In our study we analysed only RBCT with elevated (≥1.8 mmol/L) pre-transfusion lactate in order to show the effect of RBCT on its concentration. Normal (<1.8 mmol/L) lactate does not decrease further following RBCT, as was shown in the study by Themelin et al. [15]. Themelin showed that even with normal pre-RBCT lactate, ScvO2 improved significantly following RBCT, showing that lactate does not have appropriate sensitivity as a physiologic RBCT trigger. In our study there were 49 RBCTs with normal pre-transfusion lactate that were excluded; in these transfusions DO2 still may have been improved.

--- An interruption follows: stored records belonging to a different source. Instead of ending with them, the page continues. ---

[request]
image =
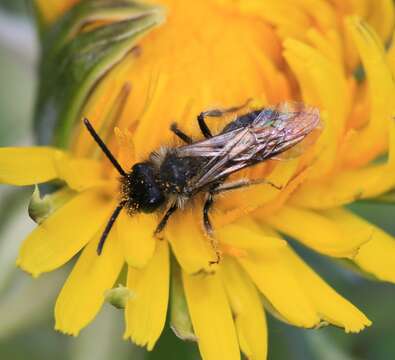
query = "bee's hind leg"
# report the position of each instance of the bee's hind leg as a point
(216, 113)
(209, 228)
(162, 224)
(184, 137)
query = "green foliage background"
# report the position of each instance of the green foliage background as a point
(26, 305)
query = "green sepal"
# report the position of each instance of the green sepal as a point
(41, 208)
(73, 61)
(119, 296)
(180, 320)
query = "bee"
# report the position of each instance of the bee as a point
(171, 176)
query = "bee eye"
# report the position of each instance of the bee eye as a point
(142, 191)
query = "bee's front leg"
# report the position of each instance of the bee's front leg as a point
(162, 224)
(209, 228)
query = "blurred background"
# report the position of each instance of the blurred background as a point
(26, 305)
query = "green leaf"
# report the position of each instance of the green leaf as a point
(75, 58)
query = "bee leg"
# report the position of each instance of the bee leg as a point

In our study RBCT did lead to a statistically significant drop in lactate; however RBCT did not lead to normalisation of its mildly elevated concentration. It is impossible to know if this was due to the presence of other factors affecting lactate, or RBCT was not required and RBC over-transfusion occurred. Apart from Hb concentration, there are other factors that influence DO2-VO2 balance and lactate as its surrogate: Cardiac output, oxygen saturation, amount of oxygen dissolved in plasma, and oxygen consumption. It may also be that Hb did not reach critical levels for tissue hypoxia to occur and elevated pre-RBCT lactate was due to other factors or there was insufficient time for lactate to increase when a critical level of Hb was reached. Our observations are similar to the analysis by Mazza et al., who showed that, in the subgroup of patients with systemic inflammatory response syndrome/sepsis with Hb < 8 g/dL (mean pre-RBCT Hb 7.34 ± 0.48 g/dL), RBCT did not normalise lactate (pre-post RBCT lactate 2.02 ± 1.20 vs. 1.92 ± 0.80, p = 0.80) [16]. In our study pre-RBCT lactate was higher (2.46 (IQR 2.09–3.21) vs. 2.02 ± 1.20 mmol/L) and Hb was lower (6.7 (IQR 6.3–7.05) vs. 7.3 g/dL) compared to the study by Mazza et al. and still there was no normalisation of lactate post-transfusion. One should keep in mind that RBCs stored for longer time accumulate lactate as a storage lesion by-product and may impact on post-RBCT lactate levels. In our study pre-transfusion lactate was mildly elevated and lactate determination post-transfusion was performed after 3.9 (IQR 2.7–6.1) h, so lactate accumulated in RBC as a storage by-product had minimal impact on the results obtained. As RBCT did not normalise lactate even in patients with no limitations of its interpretation, we hypothesise that pre-transfusion lactate levels should not be used as a physiologic RBCT trigger in this group of patients. There are other surrogates of DO2-VO2 balance that may be used as physiologic transfusion triggers, namely ScvO2 [8] and A-V O2diff [6].

Study Limitations

Our study has some limitations. Firstly, it is retrospective in nature, so we missed some results, especially some pre-post RBCT lactate concentration (12 RBCTs). Secondly, the number of analysed transfusions may be a limitation; however, the number of analysed RBCT episodes had to be reduced by RBCTs with normal pre-transfusion lactate (49 RBCT), leading to a final number of analysed RBCT of 77. Thirdly, we performed our analysis in a heterogeneous group of critically ill patients. The only common factor was hospitalisation in the ICU, absence of bleeding, and severe anaemia. Moreover, the study performed was a single center study. Finally, we did not analyse other surrogates of DO2-VO2 balance, so we could not compare the validity of blood lactate to other physiologic RBCT triggers.

5. Conclusions

RBCT does not normalise mildly elevated lactate concentration in non-bleeding severely anaemic critically ill patients. Common causes of elevated lactate probably did not impact on lactate concentration in our group of critically ill patients. Therefore blood lactate may have a limited role as a physiologic RBCT trigger in non-bleeding severely anaemic critically ill patients.